Friday, 11 July 2008

Thai Healthcare Proposal for Migrants, Stateless People

The Irrawaddy News

The Thai cabinet will consider extending healthcare coverage to migrant worker children born in Thailand and stateless people, according to the National Health Security Office (NHSC).

Dr Pratheep Thanakitcharoen, the deputy general-secretary of the NHSC, said on Wednesday the Ministry of Public Health will submit a budget for cabinet approval that will provide medical services for more than 700,000 stateless people and migrant children who were born in the kingdom.

Stateless people, often members of native ethnic groups, may have been born in the kingdom or lived here for decades, but have not received Thai citizenship.

“The office has proposed this plan several times but it has not been approved,” Pratheep said on a public health Web site. “This time, we will try to convince the government to extend care health to more groups because it will benefit disease control for our whole society.”

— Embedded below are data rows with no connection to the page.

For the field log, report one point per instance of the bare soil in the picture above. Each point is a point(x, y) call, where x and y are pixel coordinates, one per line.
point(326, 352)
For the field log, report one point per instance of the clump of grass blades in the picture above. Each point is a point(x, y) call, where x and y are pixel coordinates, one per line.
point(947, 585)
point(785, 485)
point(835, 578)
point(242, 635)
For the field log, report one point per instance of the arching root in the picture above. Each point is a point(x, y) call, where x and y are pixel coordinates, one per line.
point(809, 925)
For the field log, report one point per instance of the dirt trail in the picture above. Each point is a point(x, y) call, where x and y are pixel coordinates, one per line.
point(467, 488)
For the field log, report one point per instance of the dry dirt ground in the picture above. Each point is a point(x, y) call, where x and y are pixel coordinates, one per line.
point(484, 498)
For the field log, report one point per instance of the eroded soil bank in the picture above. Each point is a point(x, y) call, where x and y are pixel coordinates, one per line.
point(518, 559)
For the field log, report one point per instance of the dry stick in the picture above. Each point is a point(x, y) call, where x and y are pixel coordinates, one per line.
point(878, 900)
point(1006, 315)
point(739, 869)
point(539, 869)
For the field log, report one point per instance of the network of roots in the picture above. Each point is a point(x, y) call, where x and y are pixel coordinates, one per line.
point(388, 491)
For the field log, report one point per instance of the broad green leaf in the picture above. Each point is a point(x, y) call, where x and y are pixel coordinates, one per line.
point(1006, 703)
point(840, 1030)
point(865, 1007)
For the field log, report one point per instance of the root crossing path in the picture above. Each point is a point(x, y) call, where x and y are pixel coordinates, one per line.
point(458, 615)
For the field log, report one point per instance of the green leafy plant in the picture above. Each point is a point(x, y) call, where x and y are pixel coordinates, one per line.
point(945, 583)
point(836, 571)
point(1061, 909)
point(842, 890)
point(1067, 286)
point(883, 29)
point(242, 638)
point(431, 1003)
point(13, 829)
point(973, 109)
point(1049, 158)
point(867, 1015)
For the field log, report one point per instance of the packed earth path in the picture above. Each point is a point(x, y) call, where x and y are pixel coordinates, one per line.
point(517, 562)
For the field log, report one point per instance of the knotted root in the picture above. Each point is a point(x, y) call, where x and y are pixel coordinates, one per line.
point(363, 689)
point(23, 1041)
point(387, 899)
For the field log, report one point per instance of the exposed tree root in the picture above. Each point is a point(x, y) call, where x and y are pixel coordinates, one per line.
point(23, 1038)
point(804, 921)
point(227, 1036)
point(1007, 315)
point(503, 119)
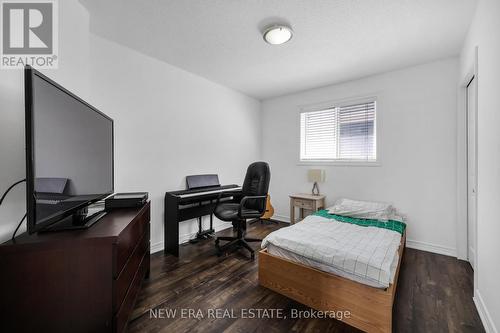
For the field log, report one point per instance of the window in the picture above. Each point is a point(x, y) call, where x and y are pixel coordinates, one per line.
point(339, 133)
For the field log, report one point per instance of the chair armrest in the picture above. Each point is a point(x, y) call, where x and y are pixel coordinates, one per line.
point(250, 197)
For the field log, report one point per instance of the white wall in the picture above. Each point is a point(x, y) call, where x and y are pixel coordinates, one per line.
point(416, 143)
point(168, 124)
point(484, 34)
point(72, 73)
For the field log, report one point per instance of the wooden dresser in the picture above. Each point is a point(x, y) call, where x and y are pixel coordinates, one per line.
point(75, 281)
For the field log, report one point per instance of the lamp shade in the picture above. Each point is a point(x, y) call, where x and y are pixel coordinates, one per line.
point(316, 175)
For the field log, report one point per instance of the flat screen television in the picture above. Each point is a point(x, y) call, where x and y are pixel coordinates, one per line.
point(69, 156)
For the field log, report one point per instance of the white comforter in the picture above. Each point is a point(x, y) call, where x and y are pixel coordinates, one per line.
point(369, 253)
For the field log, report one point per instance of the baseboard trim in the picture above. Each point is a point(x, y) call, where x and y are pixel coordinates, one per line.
point(156, 247)
point(429, 247)
point(489, 325)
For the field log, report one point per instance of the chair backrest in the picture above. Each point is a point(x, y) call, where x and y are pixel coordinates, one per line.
point(256, 183)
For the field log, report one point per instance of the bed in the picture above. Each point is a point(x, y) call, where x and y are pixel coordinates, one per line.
point(332, 263)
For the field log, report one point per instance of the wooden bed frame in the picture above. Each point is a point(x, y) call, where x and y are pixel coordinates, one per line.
point(370, 308)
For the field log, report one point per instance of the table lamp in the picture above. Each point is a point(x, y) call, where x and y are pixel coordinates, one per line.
point(316, 176)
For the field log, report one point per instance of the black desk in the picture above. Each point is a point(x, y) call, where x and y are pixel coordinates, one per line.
point(189, 204)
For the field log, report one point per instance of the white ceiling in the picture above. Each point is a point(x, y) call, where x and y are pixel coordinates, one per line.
point(334, 41)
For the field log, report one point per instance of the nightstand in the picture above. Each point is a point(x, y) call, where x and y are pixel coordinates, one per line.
point(305, 202)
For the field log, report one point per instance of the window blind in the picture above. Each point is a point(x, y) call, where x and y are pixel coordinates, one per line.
point(339, 133)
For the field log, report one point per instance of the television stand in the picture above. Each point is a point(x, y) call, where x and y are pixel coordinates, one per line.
point(76, 281)
point(75, 223)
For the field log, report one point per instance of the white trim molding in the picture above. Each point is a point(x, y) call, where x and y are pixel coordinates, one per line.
point(489, 325)
point(434, 248)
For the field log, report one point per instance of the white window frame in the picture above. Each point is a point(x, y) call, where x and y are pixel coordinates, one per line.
point(340, 103)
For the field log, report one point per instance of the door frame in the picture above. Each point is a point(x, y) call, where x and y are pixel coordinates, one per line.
point(462, 173)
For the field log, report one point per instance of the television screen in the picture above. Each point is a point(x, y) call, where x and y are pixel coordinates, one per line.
point(69, 153)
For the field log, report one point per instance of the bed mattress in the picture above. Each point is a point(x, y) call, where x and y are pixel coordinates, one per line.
point(367, 255)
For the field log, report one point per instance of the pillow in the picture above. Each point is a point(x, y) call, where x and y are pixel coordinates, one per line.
point(362, 209)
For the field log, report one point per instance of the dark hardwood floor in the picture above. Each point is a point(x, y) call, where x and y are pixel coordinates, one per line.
point(434, 294)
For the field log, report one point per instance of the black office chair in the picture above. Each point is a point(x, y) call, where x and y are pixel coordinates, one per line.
point(252, 204)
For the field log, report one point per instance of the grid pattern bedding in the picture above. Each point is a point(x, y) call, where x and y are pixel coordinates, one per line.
point(360, 253)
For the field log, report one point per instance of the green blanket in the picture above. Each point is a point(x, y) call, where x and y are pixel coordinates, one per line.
point(390, 225)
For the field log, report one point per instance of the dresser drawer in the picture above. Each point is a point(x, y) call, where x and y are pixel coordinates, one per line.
point(129, 238)
point(121, 317)
point(306, 204)
point(124, 280)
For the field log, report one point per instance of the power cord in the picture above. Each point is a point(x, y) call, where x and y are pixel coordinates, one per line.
point(2, 199)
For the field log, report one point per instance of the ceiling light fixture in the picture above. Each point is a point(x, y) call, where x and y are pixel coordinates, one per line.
point(278, 34)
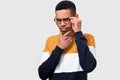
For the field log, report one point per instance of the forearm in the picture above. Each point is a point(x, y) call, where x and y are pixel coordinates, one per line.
point(87, 60)
point(47, 68)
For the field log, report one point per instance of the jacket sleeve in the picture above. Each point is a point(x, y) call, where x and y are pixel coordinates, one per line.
point(47, 68)
point(86, 58)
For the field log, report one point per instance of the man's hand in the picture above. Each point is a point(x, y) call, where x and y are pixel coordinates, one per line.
point(76, 23)
point(65, 40)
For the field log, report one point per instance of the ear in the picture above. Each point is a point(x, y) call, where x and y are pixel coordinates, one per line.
point(77, 15)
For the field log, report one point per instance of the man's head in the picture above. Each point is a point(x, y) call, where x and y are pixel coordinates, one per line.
point(65, 4)
point(63, 11)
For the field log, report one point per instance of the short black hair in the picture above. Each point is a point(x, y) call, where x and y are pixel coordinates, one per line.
point(66, 4)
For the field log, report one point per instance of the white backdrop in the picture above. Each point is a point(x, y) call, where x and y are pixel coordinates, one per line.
point(26, 24)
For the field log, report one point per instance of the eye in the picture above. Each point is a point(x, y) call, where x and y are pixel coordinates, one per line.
point(66, 19)
point(58, 20)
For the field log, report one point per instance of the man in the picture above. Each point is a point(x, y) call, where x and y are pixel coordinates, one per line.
point(70, 54)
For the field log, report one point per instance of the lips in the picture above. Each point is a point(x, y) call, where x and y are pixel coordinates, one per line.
point(64, 29)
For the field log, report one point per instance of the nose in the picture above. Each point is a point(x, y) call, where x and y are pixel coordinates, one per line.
point(62, 23)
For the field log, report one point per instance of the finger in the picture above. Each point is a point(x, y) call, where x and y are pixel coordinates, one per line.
point(67, 33)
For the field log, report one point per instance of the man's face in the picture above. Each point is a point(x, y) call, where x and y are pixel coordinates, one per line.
point(63, 21)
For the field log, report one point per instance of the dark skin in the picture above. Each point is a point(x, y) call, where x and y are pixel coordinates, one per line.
point(67, 30)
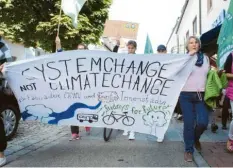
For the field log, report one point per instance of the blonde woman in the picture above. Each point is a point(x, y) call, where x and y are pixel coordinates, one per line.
point(195, 112)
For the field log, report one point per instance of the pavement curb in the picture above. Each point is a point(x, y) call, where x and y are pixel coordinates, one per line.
point(199, 160)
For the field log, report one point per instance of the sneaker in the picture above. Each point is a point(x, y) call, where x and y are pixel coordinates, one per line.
point(179, 117)
point(2, 161)
point(131, 135)
point(230, 145)
point(188, 157)
point(125, 133)
point(74, 137)
point(175, 115)
point(197, 145)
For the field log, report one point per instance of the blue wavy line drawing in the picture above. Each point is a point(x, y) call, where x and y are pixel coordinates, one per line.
point(58, 116)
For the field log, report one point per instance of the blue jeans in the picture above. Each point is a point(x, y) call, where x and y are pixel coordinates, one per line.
point(195, 117)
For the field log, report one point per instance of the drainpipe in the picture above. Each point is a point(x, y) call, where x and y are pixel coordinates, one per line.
point(200, 17)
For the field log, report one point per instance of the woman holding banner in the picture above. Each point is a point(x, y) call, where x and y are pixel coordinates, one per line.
point(195, 112)
point(229, 93)
point(74, 129)
point(132, 47)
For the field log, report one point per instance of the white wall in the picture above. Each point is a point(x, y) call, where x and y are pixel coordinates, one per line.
point(209, 17)
point(192, 11)
point(17, 50)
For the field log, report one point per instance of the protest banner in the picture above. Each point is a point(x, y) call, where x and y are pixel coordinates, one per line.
point(101, 89)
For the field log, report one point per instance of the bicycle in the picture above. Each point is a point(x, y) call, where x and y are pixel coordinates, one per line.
point(110, 120)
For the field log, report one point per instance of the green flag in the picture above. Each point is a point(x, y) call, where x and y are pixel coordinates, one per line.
point(225, 39)
point(148, 47)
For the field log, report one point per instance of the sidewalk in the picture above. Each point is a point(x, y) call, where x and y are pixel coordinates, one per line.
point(214, 151)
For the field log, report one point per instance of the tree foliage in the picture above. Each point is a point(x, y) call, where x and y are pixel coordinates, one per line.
point(34, 23)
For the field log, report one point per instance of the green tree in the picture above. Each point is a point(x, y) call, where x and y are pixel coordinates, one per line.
point(34, 23)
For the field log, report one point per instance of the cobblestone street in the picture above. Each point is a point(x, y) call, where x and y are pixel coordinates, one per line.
point(32, 135)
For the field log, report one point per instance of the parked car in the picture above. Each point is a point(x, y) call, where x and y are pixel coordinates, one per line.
point(9, 110)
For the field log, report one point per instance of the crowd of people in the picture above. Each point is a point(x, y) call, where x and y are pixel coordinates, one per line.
point(191, 106)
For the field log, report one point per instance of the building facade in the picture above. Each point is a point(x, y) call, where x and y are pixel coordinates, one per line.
point(197, 17)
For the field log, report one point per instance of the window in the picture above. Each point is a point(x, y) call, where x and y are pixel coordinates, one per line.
point(209, 4)
point(195, 26)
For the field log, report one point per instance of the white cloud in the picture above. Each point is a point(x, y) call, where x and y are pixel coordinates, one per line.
point(39, 110)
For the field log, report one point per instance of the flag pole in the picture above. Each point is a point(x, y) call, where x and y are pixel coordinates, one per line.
point(59, 22)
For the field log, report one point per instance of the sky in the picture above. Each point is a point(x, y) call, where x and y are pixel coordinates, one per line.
point(156, 17)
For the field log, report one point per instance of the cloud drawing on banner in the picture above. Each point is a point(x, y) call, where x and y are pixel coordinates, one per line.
point(38, 112)
point(47, 115)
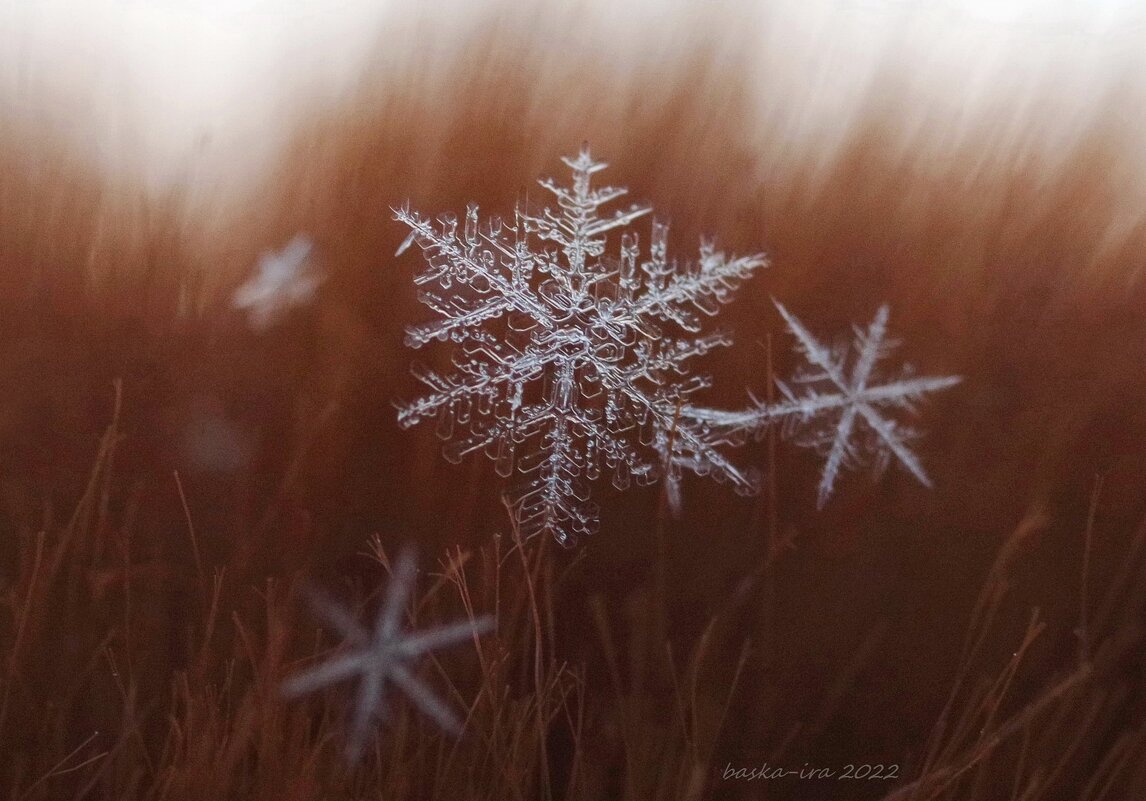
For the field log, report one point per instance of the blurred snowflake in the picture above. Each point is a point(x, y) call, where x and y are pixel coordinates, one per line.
point(383, 654)
point(570, 363)
point(285, 280)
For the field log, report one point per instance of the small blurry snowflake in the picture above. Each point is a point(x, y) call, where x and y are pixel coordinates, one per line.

On Wednesday, Dr Prat Bunyawongwirote, the ministry’s permanent secretary, said the government spent about 155 million baht (US $4.8 million) in 2007 on medical treatment of unregistered migrant workers from neighboring countries.

The data was collected from 30 provinces where migrant workers are concentrated. The most prevalent diseases were diarrhea, tuberculosis, HIV/AIDs, dengue fever and malaria.

The health ministry is also pushing for illegal migrants to register as migrant workers.

“The registered workers number only 600, 000 people from a total estimated to be about 1.3 million migrant workers, as of March 2008. We should promote migrant registration to facilitate disease control and the medical budget.” Prat said, according to a ministry statement.

The health ministry has designated 166 medical coordinators in public hospitals to work with migrant workers from Burma, Laos and Cambodia. Coordinators are usually migrants who have received health services training.

Migrant worker advocates say that although the government now provides health care for legal migrant workers, and oftentimes illegal migrants, many hospitals fail to provide services to undocumented workers, fearing hospital officials could be legally charged with providing shelter to illegal migrants.

An NGO staffer who works with migrant issues said the registration process, which ended in June this year, is repeatedly changed and should be simplified and made more transparent. “Workers and employers are confused. The registration process should be improved,” she told The Irrawaddy.

The number of registered migrant workers may decrease this year due to a decline in the Thai economy, particularly in the fishery and garment industries.